The attempt to blame modern science for the crimes of the Nazis adds insult to injury, for it ignores the considerable contribution of science to humanitarian causes. Foucault and Peukert vehemently condemn the hygienic obsessions that paved the way to the Final Solution, but they never bother to mention the many scientific and technological accomplishments that served the very populations the Nazis’ racist ideology sought to eliminate. Modern medicine and biology have prolonged the life of the sick and the elderly, brought relief to the handicapped, battled hereditary diseases, purified drinking water in developing countries, and vanquished malaria and cholera—just for starters.24 Hundreds of millions of people who would have been sentenced to sterilization or death by Nazi policy owe their lives to science—and to the countless petit bourgeois who practiced it. Only those hopelessly corrupted by the radical dogmas that run rampant in today’s humanities departments could classify this momentous humanitarian contribution as merely another calculated demonstration of “bio-power.”

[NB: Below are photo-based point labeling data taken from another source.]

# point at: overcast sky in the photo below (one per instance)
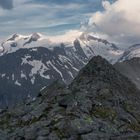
(46, 16)
(115, 20)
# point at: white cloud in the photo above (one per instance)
(68, 36)
(120, 21)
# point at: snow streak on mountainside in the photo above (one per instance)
(131, 52)
(29, 63)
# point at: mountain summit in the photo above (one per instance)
(100, 103)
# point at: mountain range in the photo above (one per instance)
(100, 103)
(30, 63)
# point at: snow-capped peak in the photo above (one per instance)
(36, 36)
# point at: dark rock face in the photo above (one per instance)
(131, 69)
(99, 104)
(26, 71)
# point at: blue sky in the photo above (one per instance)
(45, 16)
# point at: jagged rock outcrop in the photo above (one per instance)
(99, 104)
(131, 69)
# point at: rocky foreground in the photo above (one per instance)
(100, 104)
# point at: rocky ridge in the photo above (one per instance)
(100, 103)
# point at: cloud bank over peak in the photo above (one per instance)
(119, 21)
(6, 4)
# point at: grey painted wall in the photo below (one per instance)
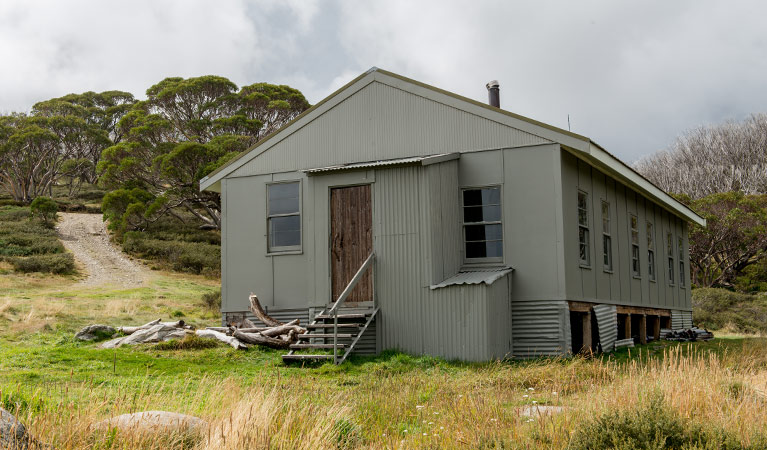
(594, 283)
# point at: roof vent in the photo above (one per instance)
(493, 94)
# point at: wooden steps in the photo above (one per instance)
(315, 346)
(325, 335)
(354, 322)
(330, 325)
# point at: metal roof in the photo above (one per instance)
(475, 276)
(422, 160)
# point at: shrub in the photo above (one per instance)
(194, 257)
(652, 426)
(44, 208)
(58, 263)
(720, 308)
(212, 300)
(189, 342)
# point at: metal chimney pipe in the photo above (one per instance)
(493, 93)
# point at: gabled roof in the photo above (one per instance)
(580, 146)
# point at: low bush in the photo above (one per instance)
(189, 342)
(58, 263)
(720, 308)
(212, 300)
(31, 245)
(179, 255)
(651, 427)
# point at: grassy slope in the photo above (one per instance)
(393, 400)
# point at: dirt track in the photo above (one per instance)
(86, 237)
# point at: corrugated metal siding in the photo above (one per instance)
(607, 320)
(681, 319)
(540, 328)
(383, 122)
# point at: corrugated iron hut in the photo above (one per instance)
(467, 231)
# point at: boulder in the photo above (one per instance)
(13, 434)
(153, 421)
(95, 333)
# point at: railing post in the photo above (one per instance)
(335, 336)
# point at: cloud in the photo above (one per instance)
(631, 75)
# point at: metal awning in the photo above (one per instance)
(475, 276)
(419, 160)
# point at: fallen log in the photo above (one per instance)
(258, 311)
(131, 330)
(259, 339)
(231, 340)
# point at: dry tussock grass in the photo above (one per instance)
(478, 409)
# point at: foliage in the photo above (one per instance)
(654, 426)
(179, 247)
(722, 309)
(44, 208)
(31, 246)
(734, 238)
(186, 129)
(713, 159)
(189, 342)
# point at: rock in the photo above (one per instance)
(95, 333)
(153, 421)
(13, 434)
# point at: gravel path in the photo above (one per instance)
(86, 237)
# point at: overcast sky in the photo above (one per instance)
(632, 75)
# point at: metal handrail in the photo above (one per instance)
(342, 298)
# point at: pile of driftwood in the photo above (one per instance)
(275, 334)
(238, 335)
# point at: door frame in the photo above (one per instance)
(329, 238)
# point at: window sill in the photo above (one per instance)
(286, 252)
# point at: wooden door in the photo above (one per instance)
(351, 240)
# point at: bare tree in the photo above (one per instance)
(712, 159)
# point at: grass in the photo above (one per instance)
(711, 395)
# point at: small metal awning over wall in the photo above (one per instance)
(477, 276)
(413, 160)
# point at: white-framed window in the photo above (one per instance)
(635, 263)
(680, 249)
(283, 206)
(584, 254)
(670, 256)
(651, 251)
(607, 244)
(482, 226)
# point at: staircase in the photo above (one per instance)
(337, 328)
(322, 332)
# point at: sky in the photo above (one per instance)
(631, 75)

“The Nazis’ mass murder of the European Jews,” writes historian Christopher Browning, “was not only the technological achievement of an industrial society, but also the organizational achievement of a bureaucratic society.”25 The Third Reich’s death machine was indeed built on a colossal administrative system, one designed to manage all stages and organizational aspects of the extermination process, from the Jews’ concentration and isolation to the disposal of their remains and property. According to certain scholars, this bureaucratic dimension of the Final Solution is conclusive evidence of the Holocaust’s modern nature; moreover, they claim, it is an expression of the anti-humanist nature of modernity itself, taken by the Nazis to its logical extreme.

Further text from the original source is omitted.